Hardware/Software Co-Design of Deep Learning Accelerators

Biography:

Dr. Yiyu Shi is currently an associate professor in the Department of Computer Science and Engineering at the University of Notre Dame, the site director of NSF I/UCRC Alternative and Sustainable Intelligent Computing, and a visiting scientist at Boston Children’s Hospital, the primary pediatric program of Harvard Medical School. His current research interests focus on hardware intelligence with biomedical applications. He has published over 200 peer reviewed papers in premier venues such as Nature research journals, including more than a dozen best papers or nominations in top conferences. He was also the recipient of IBM Invention Achievement Award, Japan Society for the Promotion of Science (JSPS) Faculty Invitation Fellowship, Humboldt Research Fellowship, IEEE St. Louis Section Outstanding Educator Award, Academy of Science (St. Louis) Innovation Award, Missouri S&T Faculty Excellence Award, NSF CAREER Award, IEEE Region 5 Outstanding Individual Achievement Award, the Air Force Summer Faculty Fellowship, IEEE Computer Society Mid-Career Research Achievement Award, and Facebook Research Award. He has served on the technical program committee of many international conferences. He is on the executive committee of ACM SIGDA, deputy editor-in-chief of IEEE VLSI CAS Newsletter, and an associate editor of various IEEE and ACM journals.

Address:New Jersey, United States





Agenda

The prevalence of deep neural networks today is supported by a variety of powerful hardware platforms including GPUs, FPGAs, and ASICs.
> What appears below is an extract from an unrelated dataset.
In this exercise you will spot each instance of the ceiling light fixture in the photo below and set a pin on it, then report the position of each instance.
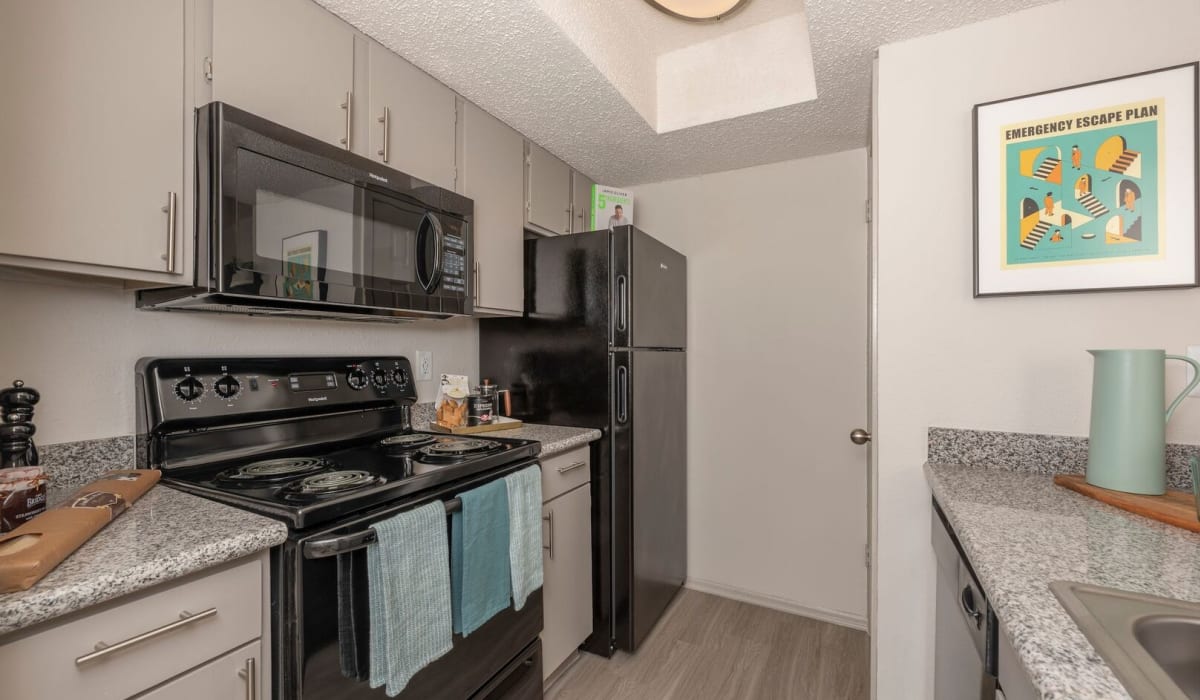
(699, 10)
A fundamental question lies in almost every implementation of deep neural networks: given a specific task, what is the optimal neural architecture and the tailor-made hardware in terms of accuracy and efficiency? Earlier approaches attempted to address this question through hardware-aware neural architecture search (NAS), where features of a fixed hardware design are taken into consideration when designing neural architectures. However, we believe that the best practice is through the simultaneous design of the neural architecture and the hardware to identify the best pairs that maximize both test accuracy and hardware efficiency. In this talk, we will present novel co-exploration frameworks for neural architecture and various hardware platforms including FPGA, NoC, ASIC and Computing-in-Memory, all of which are the first in the literature. We will demonstrate that our co-exploration concept greatly opens up the design freedom and pushes forward the Pareto frontier between hardware efficiency and test accuracy for better design tradeoffs.